On this week’s digest, we’ll talk about:
- a Grafana safety launch;
- Integer overflow in VLC; and
- a Snapd race situation vulnerability.
Grafana Safety Launch
Privilege escalation: Unauthorized entry to arbitrary endpoints
CVE-2022-39328 is a race situation in Grafana codebase, which permits an unauthenticated consumer to question an arbitrary endpoint in Grafana. A race situation within the HTTP context creation may end in an HTTP request being assigned the authentication/authorization middlewares of one other name. Beneath heavy load, it’s potential {that a} name protected by a privileged middleware receives the middleware of a public question as a substitute. In consequence, an unauthenticated consumer can efficiently question protected endpoints with malicious intent.
All installations for Grafana variations >=9.2.x are impacted. To totally handle CVE-2022-39328, Grafana recommends upgrading your situations.
Privilege escalation: Usernames/e-mail addresses can’t be trusted
Grafana directors can invite different members to the group they’re an administrator for. When admins add members to the group, non-existing customers get an e-mail invite whereas current members are added on to the group. When an invitation hyperlink is shipped, it permits anybody with entry to the hyperlink to enroll with no matter username/e-mail handle the consumer chooses and change into a member of the group. The CVSS rating for CVE-2022-39306 is 6.4 Reasonable.
All installations for Grafana variations <=9.x, <8.x are impacted. To totally handle CVE-2022-39306, Grafana recommends upgrading your situations.
Username enumeration
When utilizing the neglect password on the login web page, a POST request is made to the /api/consumer/password/sent-reset-email URL. When the username or e-mail doesn’t exist, a JSON response accommodates a “consumer not discovered” message, which could be leveraged by unauthenticated customers to reveal data on impacted endpoints.
The CVSS rating for CVE-2022-39307 is 5.3 Reasonable. All installations for Grafana variations <=9.x, <8.x are impacted. To totally handle this vulnerability, Grafana recommends upgrading your situations.
Integer Overflow in VLC
VLC media participant (beforehand the VideoLAN Shopper and generally generally known as merely VLC) is a free and open supply, transportable, cross-platform media participant software program and streaming media server developed by the VideoLAN challenge. CVE-2022-41325 resides within the VNC module. VLC can show a VNC video stream by utilizing its URI: vlc vnc://ip_address_of_server:port/
If an attacker has management over a VNC server, they’ll trick VLC into allocating a reminiscence buffer shorter than anticipated. The attacker then has a strong relative “write-what-where” primitive. They’ll crash VLC, or execute arbitrary code below sure circumstances. Though VNC help is supplied by way of a third-party library (LibVNCClient), the affected code is in VLC itself.

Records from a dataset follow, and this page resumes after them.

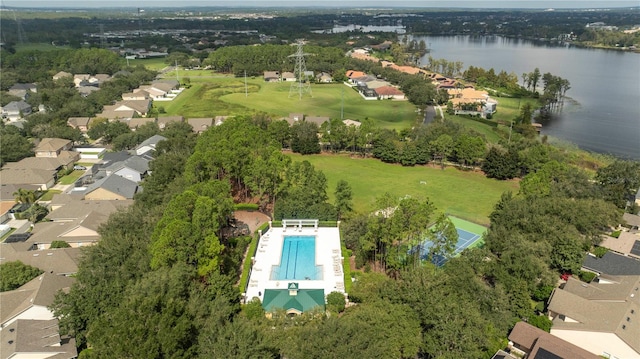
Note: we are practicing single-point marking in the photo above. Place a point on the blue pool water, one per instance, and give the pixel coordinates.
(298, 259)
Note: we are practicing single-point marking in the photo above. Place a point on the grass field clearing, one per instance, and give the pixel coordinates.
(212, 95)
(468, 195)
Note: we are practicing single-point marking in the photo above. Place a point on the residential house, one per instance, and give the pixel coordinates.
(111, 114)
(60, 261)
(141, 107)
(32, 300)
(389, 92)
(295, 118)
(377, 84)
(61, 74)
(136, 122)
(138, 95)
(271, 76)
(166, 84)
(64, 161)
(16, 110)
(318, 120)
(81, 123)
(200, 125)
(52, 147)
(627, 243)
(79, 79)
(87, 90)
(134, 168)
(531, 342)
(36, 339)
(348, 122)
(112, 187)
(164, 121)
(153, 92)
(43, 179)
(288, 76)
(68, 208)
(602, 317)
(324, 77)
(149, 144)
(632, 220)
(23, 90)
(80, 232)
(351, 74)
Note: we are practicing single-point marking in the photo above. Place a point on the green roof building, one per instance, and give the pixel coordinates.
(293, 300)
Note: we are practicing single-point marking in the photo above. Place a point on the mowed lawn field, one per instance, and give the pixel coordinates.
(219, 95)
(468, 195)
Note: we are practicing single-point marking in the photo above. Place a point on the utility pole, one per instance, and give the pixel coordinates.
(301, 85)
(177, 77)
(342, 106)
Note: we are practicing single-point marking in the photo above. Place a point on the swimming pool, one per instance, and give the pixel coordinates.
(298, 259)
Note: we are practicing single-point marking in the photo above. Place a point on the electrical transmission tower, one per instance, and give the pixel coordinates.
(301, 86)
(21, 35)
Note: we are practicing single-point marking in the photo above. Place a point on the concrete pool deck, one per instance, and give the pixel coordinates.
(328, 257)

Model 3.0.17.4 and earlier are affected. The VLC group has fastened the vulnerability with the commit right here.
Snapd Race Situation Vulnerability
The snap-confine program is used internally by snapd to assemble the execution surroundings for snap purposes, that are containerized software program packages. CVE-2022-3328 describes a race situation vulnerability within the must_mkdir_and_open_with_perms() perform in snap-confine, which is put in as a SUID-root program by default on Ubuntu. This was launched as a part of the repair for CVE-2021-44731.
An attacker with regular consumer privileges can use Multipath Privilege Escalation Vulnerability (CVE-2022-41974) and Multipath Symbolic Hyperlink Vulnerability, bind the /tmp listing to any listing within the file system, and promote the strange consumer permissions to ROOT permissions.
Affected snapd variations are 2.54.3 – 2.57.6. At current, the official safety model has been launched to repair this vulnerability. It is suggested that affected customers improve to a more moderen model.